DIÁRIO DE NOTÍCIAS. Corrigindo uma omissão: o projeto de diretrizes cria educação unificada. Diário de Notícias. Rio de Janeiro, 14 abr. 1960.

CORRIGINDO UMA OMISSÃO

O PROJETO DE DIRETRIZES

CRIA EDUCAÇÃO UNIFICADA

>>O ASPECTO mais característico do novo substitutivo à Lei de Diretrizes e Bases, em curso no Senado Federal, é a concessão de categoria ao ensino privado, parecendo que algo de incoercível compele o país a dar ao ensino privado as regalias e privilégios do público>> - declarou ao <<Diário de Notícias>>, o professor Anísio Teixeira, catedrático de Administração Escolar da Universidade do Brasil e diretor do Instituto Nacional de Estudos Pedagógicos.

Observou que as origens dessa tendência mergulham em nosso passado colonial. Os primeiros donatários tinham o poder público, mas para gôzo e uso privado. Enquanto que na colonização inglêsa as sociedades colonizadoras, pouco a pouco, se faziam públicas, na colonização portuguêsa, as capitanias eram instituições públicas que pouco a pouco se faziam privadas. Com os inglêses, o privado tendia a se fazer público; com os portuguêses, o público tendia a se fazer privado.

E remata o prof. Anísio Teixeira: <<Guardamos o velho vinco, o velho hábito, a antiga mazela e eis que ressurge ela agora na lei básica da educação nacional. Vale a pena rápida reconstituição histórica, para marcar a forma com que a velha deformação nacional vem repontar no quadro o sistema público de educação brasileira>>.

INSTITUIÇÃO <<MODÊLO>>

Para o professor Anísio Teixeira, ainda não é desta vez que será definido, de modo perfeito, se sancionado o atual substitutivo, o sistema educacional brasileiro. Esqueceram-se os legisladores do papel relevante do Estado no campo da educação.

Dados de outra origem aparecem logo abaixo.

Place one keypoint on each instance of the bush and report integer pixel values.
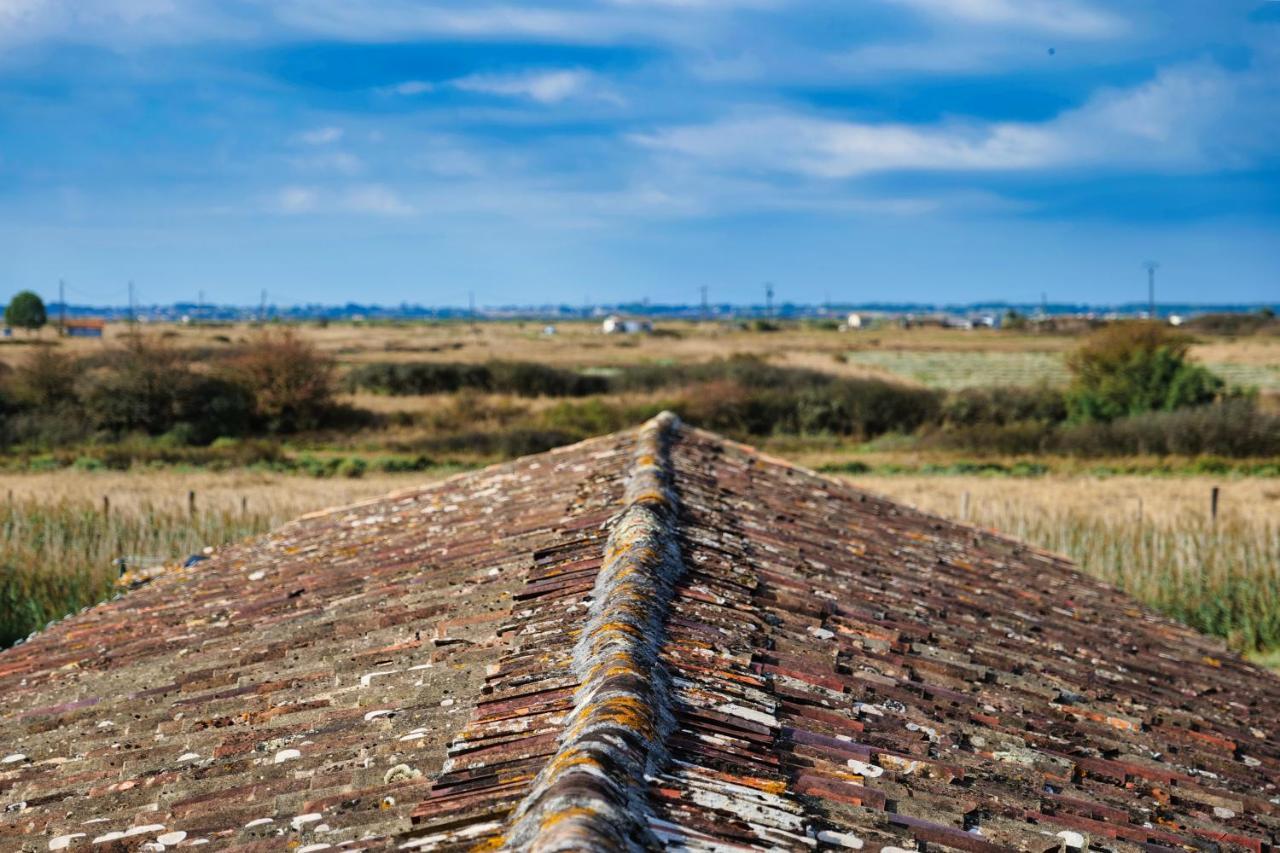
(45, 378)
(1002, 406)
(1233, 428)
(26, 311)
(1136, 366)
(853, 407)
(137, 392)
(520, 378)
(291, 382)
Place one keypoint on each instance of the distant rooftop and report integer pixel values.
(657, 638)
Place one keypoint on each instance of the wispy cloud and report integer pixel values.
(370, 199)
(543, 86)
(1173, 122)
(320, 135)
(1063, 17)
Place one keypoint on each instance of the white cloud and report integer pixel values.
(330, 162)
(542, 86)
(320, 135)
(371, 199)
(295, 200)
(1183, 119)
(1061, 17)
(375, 199)
(414, 87)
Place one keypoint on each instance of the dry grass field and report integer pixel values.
(579, 343)
(1148, 534)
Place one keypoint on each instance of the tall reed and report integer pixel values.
(59, 557)
(1221, 578)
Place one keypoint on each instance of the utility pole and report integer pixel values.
(1151, 267)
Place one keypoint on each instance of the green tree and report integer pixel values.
(26, 311)
(1136, 366)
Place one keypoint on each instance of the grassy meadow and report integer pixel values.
(969, 424)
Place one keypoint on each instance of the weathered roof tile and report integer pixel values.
(735, 653)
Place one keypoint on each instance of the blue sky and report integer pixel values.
(388, 150)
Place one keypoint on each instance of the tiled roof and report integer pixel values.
(656, 638)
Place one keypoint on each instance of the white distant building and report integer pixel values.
(615, 324)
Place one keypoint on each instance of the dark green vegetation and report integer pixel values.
(1134, 393)
(273, 387)
(26, 311)
(1134, 368)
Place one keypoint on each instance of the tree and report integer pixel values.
(292, 383)
(1136, 366)
(26, 311)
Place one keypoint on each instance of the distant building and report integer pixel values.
(615, 324)
(87, 327)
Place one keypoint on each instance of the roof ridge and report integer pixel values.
(592, 794)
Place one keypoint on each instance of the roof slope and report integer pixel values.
(656, 638)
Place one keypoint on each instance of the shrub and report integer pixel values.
(26, 311)
(45, 378)
(854, 407)
(1233, 428)
(137, 392)
(291, 382)
(1136, 366)
(1000, 406)
(520, 378)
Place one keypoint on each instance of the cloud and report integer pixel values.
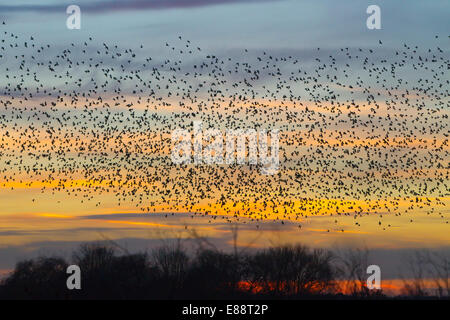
(123, 5)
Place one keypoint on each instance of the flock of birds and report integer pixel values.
(362, 130)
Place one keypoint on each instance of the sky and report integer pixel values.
(34, 222)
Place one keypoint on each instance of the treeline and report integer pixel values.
(285, 272)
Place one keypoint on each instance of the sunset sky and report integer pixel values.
(38, 218)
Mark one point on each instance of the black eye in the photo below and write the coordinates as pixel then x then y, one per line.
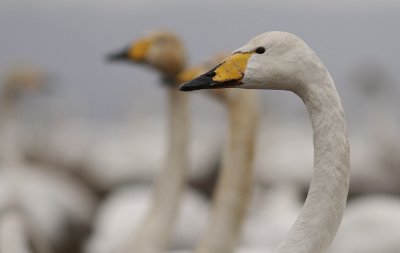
pixel 260 50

<<Todos sabemos - salienta - com que resistência o Estado, no Brasil, vem cumprindo a obrigação constitucional de ministrar a Educação. Na Monarquia, podemos dizer que não passamos da ação acidental de criar e manter alguns Institutos de Educação, com o caráter que se poderia chamar de <<exemplar>. Ao Estado, cabia a ação de estímulo, no máximo de organizar as instituições <<modêlo>>, <<padrão>>. Com a República, tivemos modesta exaltação da consciência pública e lançamos as bases de um sistema dual de educação: a escola primária e profissional para o povo, a escola secundária e superior para a elite. O primeiro constituiria o sistema público; o segundo, o privado, dado por concessão pública, mas para ser mantido por meio de recursos privados. Os que o quisessem, que lhe pagassem o custo. Com a integração do povo brasileiro e o desaparecimento progressivo da chamada elite, o sistema da escola secundária e superior a ela destinado vêm-se fazendo, cada vez mais, um sistema de massa, um sistema popular, tão do povo quanto o especialmente organizado para êle>>.

EDUCAÇÃO UNIFICADA

<<Durante essa manifesta evolução do sistema educacional brasileiro - observa a seguir - tudo levaria a crer que a tendência do Estado seria para esquecer o velho dualismo e lançar-se à manutenção de um sistema público de educação unificado. Daí desapareceria o caráter discriminatório anterior, passando o Estado a manter não só escolas primárias e profissionais mas também escolas secundárias e superiores. E isto é o que vinha sucedendo. São Paulo já possui um considerável número de escolas públicas secundárias>>. E acrescenta:

- Contra isto é que agora se levanta o projeto de Diretrizes e Bases, promovendo a oficialização dos colégios particulares e o reconhecimento do seu direito de participar dos órgãos de direção do ensino. À primeira vista, parece que a tendência é do particular se fazer público. Mas, se aprofundarmos a análise, vemos que o particular não é convocado a agir como público, mas, muito pelo contrário, é convocado a participar dos órgãos públicos, no caráter privado e para representar, dentro do público, o privado. Ora, isto é, exatamente, dar ao privado as regalias do público>>.